Con i Marble Valley, Steve West, ex Pavement, ci riprova con questo secondo album, “Wild Yams”, che segna defintivamente l’intenzione di riprendere l’attività musicale. Ed è decisamente un buon segno, perché Wild Yams, seppure non sarà mai ricordato come album storico di questo inizio millennio, è sicuramente un lavoro ottimamente confezionato. Campeggia su tutto la melodia, che West e la sua band (James Waudby alle chitarre, Carl Hogarth alle tastiere e sinto, Beige al basso, Remko Schouten ai sintetizzatori, Andy Dimmack alla batteria) inseguono senza timore di apparire commerciali, e con il risultato di non riuscirci mai, regalando così belle canzoni che magari non diventeranno hits assolute ma si fanno ascoltare volentieri. I sintetizzatori non prevalgono, cosicché è mantenuta la struttura rock, un rock decisamente indie, ma con richiami a Beatles, al country, al pop britannico.

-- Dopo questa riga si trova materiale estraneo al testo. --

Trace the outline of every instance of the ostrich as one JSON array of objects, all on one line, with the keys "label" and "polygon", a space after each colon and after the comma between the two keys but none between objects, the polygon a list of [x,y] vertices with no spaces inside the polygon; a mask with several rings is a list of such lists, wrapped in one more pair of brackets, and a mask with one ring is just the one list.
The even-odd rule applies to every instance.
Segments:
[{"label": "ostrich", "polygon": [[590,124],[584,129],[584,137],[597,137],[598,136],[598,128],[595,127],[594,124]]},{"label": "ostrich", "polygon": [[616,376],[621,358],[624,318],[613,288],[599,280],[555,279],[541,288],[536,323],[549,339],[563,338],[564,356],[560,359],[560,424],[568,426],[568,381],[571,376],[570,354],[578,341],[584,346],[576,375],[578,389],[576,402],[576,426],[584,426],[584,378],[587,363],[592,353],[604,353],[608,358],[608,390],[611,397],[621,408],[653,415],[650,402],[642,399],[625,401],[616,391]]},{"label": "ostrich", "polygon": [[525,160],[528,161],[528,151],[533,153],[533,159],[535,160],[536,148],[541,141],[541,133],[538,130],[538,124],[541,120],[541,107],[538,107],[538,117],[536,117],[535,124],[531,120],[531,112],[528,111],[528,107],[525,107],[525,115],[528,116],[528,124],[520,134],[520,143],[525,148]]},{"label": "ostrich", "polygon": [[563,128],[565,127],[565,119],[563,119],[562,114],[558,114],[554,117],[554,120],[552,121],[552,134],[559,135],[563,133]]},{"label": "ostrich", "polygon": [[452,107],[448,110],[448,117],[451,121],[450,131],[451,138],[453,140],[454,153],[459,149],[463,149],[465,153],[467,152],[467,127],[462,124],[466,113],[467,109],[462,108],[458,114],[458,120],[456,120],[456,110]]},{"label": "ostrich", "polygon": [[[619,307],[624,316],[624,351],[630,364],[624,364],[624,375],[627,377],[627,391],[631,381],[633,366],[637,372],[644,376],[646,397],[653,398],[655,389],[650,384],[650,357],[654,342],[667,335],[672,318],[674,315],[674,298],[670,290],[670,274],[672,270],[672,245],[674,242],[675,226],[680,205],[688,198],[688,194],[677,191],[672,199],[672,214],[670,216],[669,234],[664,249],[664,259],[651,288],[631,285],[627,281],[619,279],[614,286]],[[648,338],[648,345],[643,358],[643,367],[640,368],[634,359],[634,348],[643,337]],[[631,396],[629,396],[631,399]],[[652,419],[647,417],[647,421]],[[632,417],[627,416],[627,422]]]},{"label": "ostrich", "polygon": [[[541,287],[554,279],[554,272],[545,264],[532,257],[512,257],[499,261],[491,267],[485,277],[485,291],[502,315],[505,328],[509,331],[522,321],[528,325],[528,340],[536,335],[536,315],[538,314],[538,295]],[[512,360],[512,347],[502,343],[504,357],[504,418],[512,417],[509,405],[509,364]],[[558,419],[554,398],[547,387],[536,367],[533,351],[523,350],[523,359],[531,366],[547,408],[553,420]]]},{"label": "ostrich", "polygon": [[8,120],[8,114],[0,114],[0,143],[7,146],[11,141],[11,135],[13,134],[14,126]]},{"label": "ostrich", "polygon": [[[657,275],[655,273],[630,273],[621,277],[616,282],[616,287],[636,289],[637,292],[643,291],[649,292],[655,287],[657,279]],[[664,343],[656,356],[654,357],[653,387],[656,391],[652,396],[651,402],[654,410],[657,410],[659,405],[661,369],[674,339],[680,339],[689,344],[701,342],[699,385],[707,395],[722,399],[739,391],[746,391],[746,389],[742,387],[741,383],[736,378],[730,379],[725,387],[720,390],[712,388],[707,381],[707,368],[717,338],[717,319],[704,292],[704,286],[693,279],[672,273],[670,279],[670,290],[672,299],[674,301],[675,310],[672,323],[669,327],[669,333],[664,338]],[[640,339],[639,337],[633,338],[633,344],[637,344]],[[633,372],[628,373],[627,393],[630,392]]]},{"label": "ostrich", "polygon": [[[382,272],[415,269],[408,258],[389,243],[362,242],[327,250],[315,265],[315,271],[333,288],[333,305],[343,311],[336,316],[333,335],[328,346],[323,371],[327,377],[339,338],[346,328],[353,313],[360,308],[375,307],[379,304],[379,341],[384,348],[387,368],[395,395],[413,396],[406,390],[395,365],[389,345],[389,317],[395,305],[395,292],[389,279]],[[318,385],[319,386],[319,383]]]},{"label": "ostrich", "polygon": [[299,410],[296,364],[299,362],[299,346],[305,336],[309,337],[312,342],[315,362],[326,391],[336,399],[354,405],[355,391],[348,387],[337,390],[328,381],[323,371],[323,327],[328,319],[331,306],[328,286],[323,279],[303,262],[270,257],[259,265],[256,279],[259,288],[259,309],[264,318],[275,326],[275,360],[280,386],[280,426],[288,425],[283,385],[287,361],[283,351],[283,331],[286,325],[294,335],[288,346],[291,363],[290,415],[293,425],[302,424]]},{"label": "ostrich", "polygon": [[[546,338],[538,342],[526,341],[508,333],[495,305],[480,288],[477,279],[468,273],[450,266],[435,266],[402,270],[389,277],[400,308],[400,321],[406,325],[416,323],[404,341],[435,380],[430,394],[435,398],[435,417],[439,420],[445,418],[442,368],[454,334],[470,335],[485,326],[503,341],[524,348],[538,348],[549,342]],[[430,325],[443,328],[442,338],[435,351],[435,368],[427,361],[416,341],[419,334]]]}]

Si possono così gustare piacevolmente la poetica I could Drink an Ocean, forse il pezzo migliore, o la dolce Fag & Ah light, o pezzi più duri e cupi come Sunshine Rayland, mentre non guasta l’elettronica in Computer Man, anche questa molto poppeggiante, che viene giù facile ma decisamente gradevole.
L’unico difetto di quest’album è che non esplode mai: prosegue lineare lungo la sua scelta melodica (e magari dopo 13 pezzi qualcuno la troverà anche troppo uguale a se stessa) e non regala molti passaggi di stile, ma almeno i Marble Valley non si lasciano prendere dalla frenesia di sperimentare a tutti i costi per imporsi in qualche modo nei circuiti di nicchia.
L’album resta un buon lavoro, ma la sensazione è che in futuro il gruppo potrà fare anche meglio.